Origin: Black carpet beetles originated from Europe in the 19th century.
Climate: The black carpet beetle can be found all over the United States, but most frequently is found in the Northeastern states where the temperatures are lower and the humidity is less of an issue. In high humidity states, black carpet beetles’ eggs have become moldy.
Favorite Foods: Adult black carpet beetles prefer sweet food like nectar or pollen. Larvae eat carpet, lint, hair, fur, leather, dried food, cereal or dead insects. Wool clothing with food stains or perspiration stains excite black carpet beetles in the larvae stage.
Family: A female black carpet beetle typically lays about fifty eggs during her lifetime. Once the eggs turn into larvae, they do not stay together. They wander to find food and if they are unable to find a food source they can survive for months without anything.

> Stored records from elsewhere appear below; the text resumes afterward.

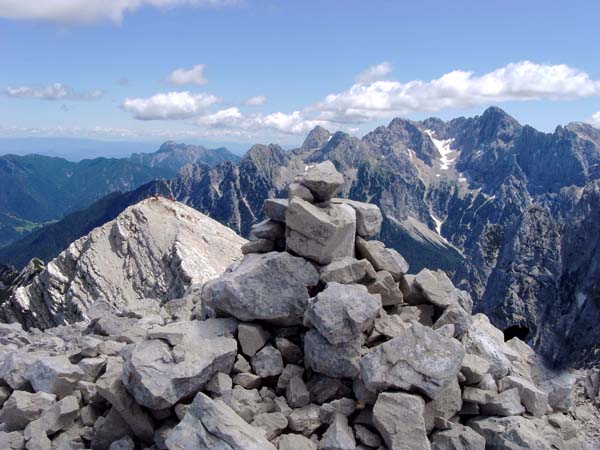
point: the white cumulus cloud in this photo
(257, 100)
(367, 101)
(374, 73)
(55, 91)
(232, 119)
(524, 80)
(172, 105)
(90, 11)
(195, 75)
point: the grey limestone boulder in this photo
(336, 361)
(323, 180)
(419, 360)
(159, 372)
(320, 233)
(382, 258)
(399, 419)
(368, 217)
(342, 312)
(272, 287)
(347, 270)
(211, 424)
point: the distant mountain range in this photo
(36, 189)
(510, 212)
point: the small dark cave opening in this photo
(520, 331)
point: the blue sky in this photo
(87, 68)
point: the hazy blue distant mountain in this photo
(510, 212)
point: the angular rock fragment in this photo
(474, 368)
(506, 403)
(258, 246)
(338, 436)
(320, 234)
(298, 190)
(296, 442)
(252, 338)
(347, 270)
(382, 258)
(271, 423)
(385, 285)
(22, 407)
(267, 362)
(304, 420)
(276, 208)
(420, 359)
(457, 438)
(457, 316)
(54, 374)
(367, 437)
(399, 419)
(111, 387)
(484, 340)
(342, 312)
(446, 405)
(368, 217)
(297, 393)
(534, 399)
(158, 378)
(341, 361)
(211, 424)
(271, 287)
(268, 229)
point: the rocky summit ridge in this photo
(156, 249)
(318, 339)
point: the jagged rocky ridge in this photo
(495, 204)
(155, 249)
(318, 339)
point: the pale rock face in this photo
(160, 373)
(368, 217)
(484, 340)
(342, 312)
(211, 424)
(271, 287)
(323, 180)
(382, 258)
(154, 249)
(320, 233)
(399, 419)
(340, 361)
(419, 360)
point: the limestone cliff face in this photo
(155, 249)
(495, 204)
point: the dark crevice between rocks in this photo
(519, 331)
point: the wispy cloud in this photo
(55, 91)
(258, 100)
(172, 105)
(195, 75)
(371, 99)
(80, 12)
(374, 73)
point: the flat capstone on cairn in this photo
(318, 339)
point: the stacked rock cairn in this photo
(318, 339)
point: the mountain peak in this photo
(160, 246)
(317, 138)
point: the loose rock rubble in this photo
(318, 339)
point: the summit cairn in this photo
(318, 339)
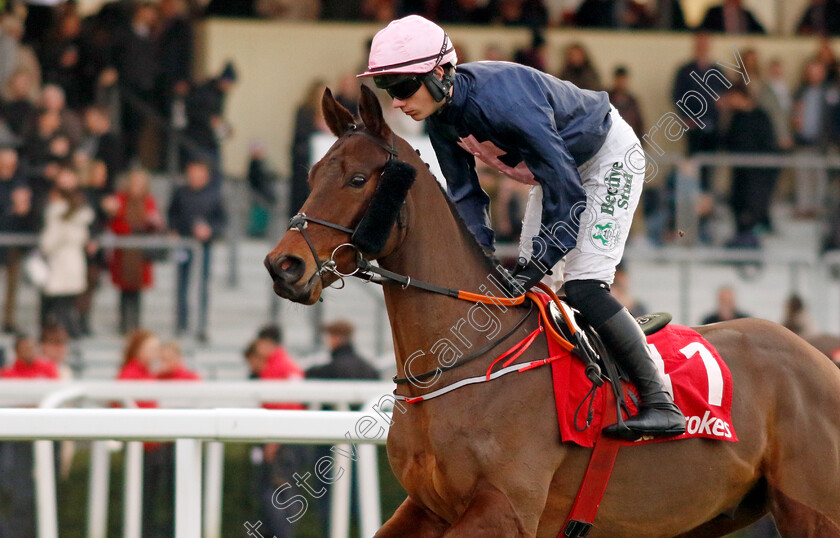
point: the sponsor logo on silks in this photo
(707, 425)
(617, 194)
(606, 234)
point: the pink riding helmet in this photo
(409, 45)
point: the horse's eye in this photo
(357, 181)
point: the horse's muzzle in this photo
(286, 273)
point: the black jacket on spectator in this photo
(345, 364)
(17, 115)
(596, 14)
(176, 54)
(714, 22)
(189, 206)
(136, 60)
(204, 102)
(751, 131)
(231, 8)
(9, 221)
(111, 150)
(68, 77)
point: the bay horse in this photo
(486, 459)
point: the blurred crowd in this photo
(767, 116)
(85, 103)
(820, 16)
(146, 358)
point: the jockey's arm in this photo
(458, 168)
(545, 153)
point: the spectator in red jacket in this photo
(268, 360)
(54, 348)
(141, 352)
(134, 211)
(172, 367)
(27, 365)
(279, 365)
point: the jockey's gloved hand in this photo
(527, 274)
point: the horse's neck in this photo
(436, 250)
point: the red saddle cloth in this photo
(692, 371)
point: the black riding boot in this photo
(658, 416)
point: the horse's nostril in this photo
(289, 268)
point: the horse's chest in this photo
(436, 465)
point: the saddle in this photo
(590, 350)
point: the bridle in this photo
(301, 221)
(365, 270)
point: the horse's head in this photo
(357, 193)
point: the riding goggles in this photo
(399, 86)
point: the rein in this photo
(369, 273)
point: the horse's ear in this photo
(371, 113)
(338, 118)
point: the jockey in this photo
(582, 159)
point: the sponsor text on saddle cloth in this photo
(692, 371)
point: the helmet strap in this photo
(439, 89)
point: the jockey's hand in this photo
(527, 274)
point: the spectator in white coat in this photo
(63, 240)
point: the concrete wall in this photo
(277, 62)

In the larvae stage, the black carpet beetle is carrot shaped, up to a half inch long with coarse hair and has a tuft of curly hair near their tail.
Unique Facts: A larvae may shed his skin up to twenty times. The common black carpet beetle larvae will shed his skin five to twelve times. Adult black carpet beetles typically only live for one to two months.
Signs of a problem: Finding the skin of black carpet beetle larvae is the first sign of a problem. The larvae prefer dark private areas where humans will not bother them. Adult black carpet beetles are easier to spot and may be transported into your house on fresh flowers or through an open window.
Do they attack humans? No, black carpet beetles tend to stay away from humans, but they will do damage to garments, furniture and carpeting.
Stopping an infestation: In order to stop an infestation, remove all food sources from the black carpet beetle. Proper storage of clothing is necessary. Be sure to dry clean your items before you store them for the season, instead of waiting until you are ready to wear them again. If you suspect an issue with black carpet beetles, tell your drycleaner, as they may be able to apply heat or freezing treatment to the article of clothing. Clean clothes should be stored in plastic bags or on cedar hangers. Unlike cloth moths and some species of carpet beetles, mothballs are not good repellent for black carpet beetles. Remove any pet hair or lint by vacuuming frequently. Double check any fresh flowers you bring into the house for black carpet beetles before setting them out to enjoy. If after a deep cleaning, you still have a problem, call a pest professional for assistance.